List of awards and nominations received by New MacDonald's Farm
| Award | Year | Recipient(s) and nominee(s) | Category | Result | Ref. |
| APRA Screen Music Awards | 2004 | Jay Somerville-Collie | Best Music for Children's Television | Nominated |  |
| Barbara Griffin and Latu Harper (for "EE II EE II OO (New MacDonald's Farm Theme)" | Best Television Theme | Nominated |  |

==Home video releases==
Compilation home video releases were been distributed on VHS and DVD in Australia by Roadshow Entertainment.

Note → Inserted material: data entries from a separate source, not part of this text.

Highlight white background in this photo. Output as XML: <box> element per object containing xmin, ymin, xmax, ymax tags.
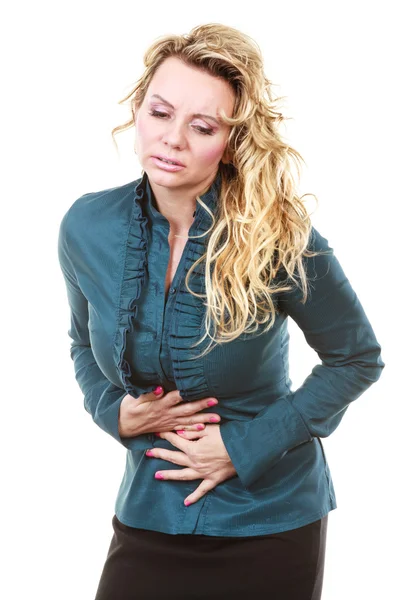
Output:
<box><xmin>0</xmin><ymin>0</ymin><xmax>400</xmax><ymax>600</ymax></box>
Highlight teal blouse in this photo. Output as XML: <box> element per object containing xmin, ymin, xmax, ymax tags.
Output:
<box><xmin>58</xmin><ymin>172</ymin><xmax>385</xmax><ymax>537</ymax></box>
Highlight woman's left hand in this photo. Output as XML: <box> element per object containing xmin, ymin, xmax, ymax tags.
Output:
<box><xmin>146</xmin><ymin>425</ymin><xmax>236</xmax><ymax>506</ymax></box>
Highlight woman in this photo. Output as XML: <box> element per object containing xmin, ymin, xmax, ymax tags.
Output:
<box><xmin>59</xmin><ymin>24</ymin><xmax>384</xmax><ymax>600</ymax></box>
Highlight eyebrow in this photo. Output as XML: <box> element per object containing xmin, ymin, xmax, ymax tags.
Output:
<box><xmin>151</xmin><ymin>94</ymin><xmax>221</xmax><ymax>125</ymax></box>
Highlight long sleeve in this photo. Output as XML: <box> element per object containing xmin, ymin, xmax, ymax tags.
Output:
<box><xmin>58</xmin><ymin>206</ymin><xmax>149</xmax><ymax>450</ymax></box>
<box><xmin>221</xmin><ymin>227</ymin><xmax>385</xmax><ymax>488</ymax></box>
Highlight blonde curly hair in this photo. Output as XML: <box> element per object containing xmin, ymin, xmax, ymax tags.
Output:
<box><xmin>112</xmin><ymin>23</ymin><xmax>320</xmax><ymax>354</ymax></box>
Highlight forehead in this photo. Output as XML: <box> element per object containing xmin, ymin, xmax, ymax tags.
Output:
<box><xmin>146</xmin><ymin>57</ymin><xmax>235</xmax><ymax>112</ymax></box>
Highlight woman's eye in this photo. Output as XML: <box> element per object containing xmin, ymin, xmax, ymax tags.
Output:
<box><xmin>150</xmin><ymin>110</ymin><xmax>168</xmax><ymax>117</ymax></box>
<box><xmin>149</xmin><ymin>109</ymin><xmax>213</xmax><ymax>135</ymax></box>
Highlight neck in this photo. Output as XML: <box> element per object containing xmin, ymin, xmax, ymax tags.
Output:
<box><xmin>145</xmin><ymin>174</ymin><xmax>215</xmax><ymax>236</ymax></box>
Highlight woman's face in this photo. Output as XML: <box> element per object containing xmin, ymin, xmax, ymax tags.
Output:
<box><xmin>135</xmin><ymin>57</ymin><xmax>235</xmax><ymax>190</ymax></box>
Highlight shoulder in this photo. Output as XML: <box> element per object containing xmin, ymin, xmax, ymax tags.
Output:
<box><xmin>60</xmin><ymin>178</ymin><xmax>141</xmax><ymax>245</ymax></box>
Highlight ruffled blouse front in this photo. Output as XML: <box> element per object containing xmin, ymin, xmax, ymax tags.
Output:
<box><xmin>58</xmin><ymin>173</ymin><xmax>384</xmax><ymax>536</ymax></box>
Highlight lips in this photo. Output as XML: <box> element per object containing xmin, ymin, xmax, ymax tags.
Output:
<box><xmin>155</xmin><ymin>154</ymin><xmax>185</xmax><ymax>167</ymax></box>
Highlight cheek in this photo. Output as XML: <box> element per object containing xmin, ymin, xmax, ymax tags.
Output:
<box><xmin>201</xmin><ymin>144</ymin><xmax>225</xmax><ymax>163</ymax></box>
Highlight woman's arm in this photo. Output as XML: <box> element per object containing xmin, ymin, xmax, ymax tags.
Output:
<box><xmin>220</xmin><ymin>227</ymin><xmax>385</xmax><ymax>487</ymax></box>
<box><xmin>58</xmin><ymin>211</ymin><xmax>149</xmax><ymax>450</ymax></box>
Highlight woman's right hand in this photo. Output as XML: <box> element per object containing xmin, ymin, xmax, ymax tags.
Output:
<box><xmin>118</xmin><ymin>388</ymin><xmax>220</xmax><ymax>437</ymax></box>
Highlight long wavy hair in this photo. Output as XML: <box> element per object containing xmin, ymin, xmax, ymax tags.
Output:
<box><xmin>112</xmin><ymin>23</ymin><xmax>326</xmax><ymax>355</ymax></box>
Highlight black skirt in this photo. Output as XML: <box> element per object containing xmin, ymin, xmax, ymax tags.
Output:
<box><xmin>95</xmin><ymin>515</ymin><xmax>328</xmax><ymax>600</ymax></box>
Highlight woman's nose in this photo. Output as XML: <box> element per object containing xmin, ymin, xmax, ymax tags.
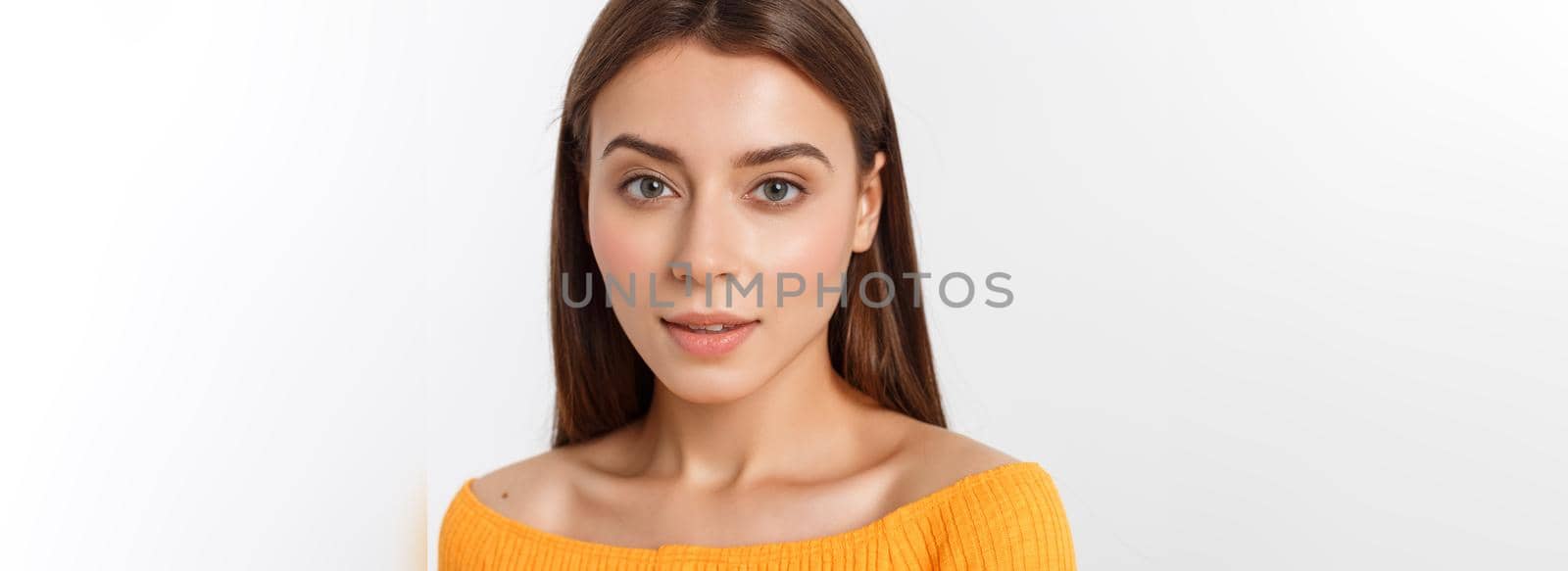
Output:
<box><xmin>669</xmin><ymin>191</ymin><xmax>747</xmax><ymax>289</ymax></box>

| Series | DVD Title | Release Date (Region 4) | Songs of the Week | Ref. |
|---|---|---|---|---|
| 1 | A Farmer's Work is Never Done | 2004 | A Farmer's Work; You're My Friend; How Many Animals?; |  |
| 1 | Farmyard Party Time | 9 September 2004 | Drip Drop Song; Milkshake Shake; Farmyard Party Time; |  |
| 1 | Fun in the Country | 17 March 2005 | In the Country; You Never Can Tell; Night & Day; |  |
| 2 | Play with the Animals | 30 November 2005 | Picnic; Hide and Seek; Play with the Animals; |  |
| 2 | Max's Tractor | 1 March 2006 | Max's Tractor; Hop, Skip and Jump; |  |
| 2 | Fantastic Farmers | 4 May 2006 | Helping Things Grow; Smile; |  |
| 2 | Barnyard Boogie | 6 July 2006 | We Love Dancing; Sing; |  |
| 3 | Animals to the Rescue | 7 March 2007 | I Just Wanna Clap My Hands; Dig It; The Colours Game; |  |
| 3 | Max and Milly's Country Show | 4 July 2007 | Max and Milly's Country Show; Harvest Ho-down; |  |
| 3 | I Can Fix Anything | 7 November 2007 | I Can Fix Anything At All; Turn Off the Tap; |  |
| 3 | Farmyard Friends | 5 June 2008 | Living on the Farm; Creepy Crawly Critters; |  |

==Other media==
The series released two albums in 2004 & 2006, numerous books, live shows and other merchandise.

All songs for the show are provided by a team of writers from Sony/ATV Music Publishing. Recording & production of all music is done by Jay Somerville-Collie, who is also known for his performance, songwriting and production work in the popular country/rock/pop band, Jonah's Road.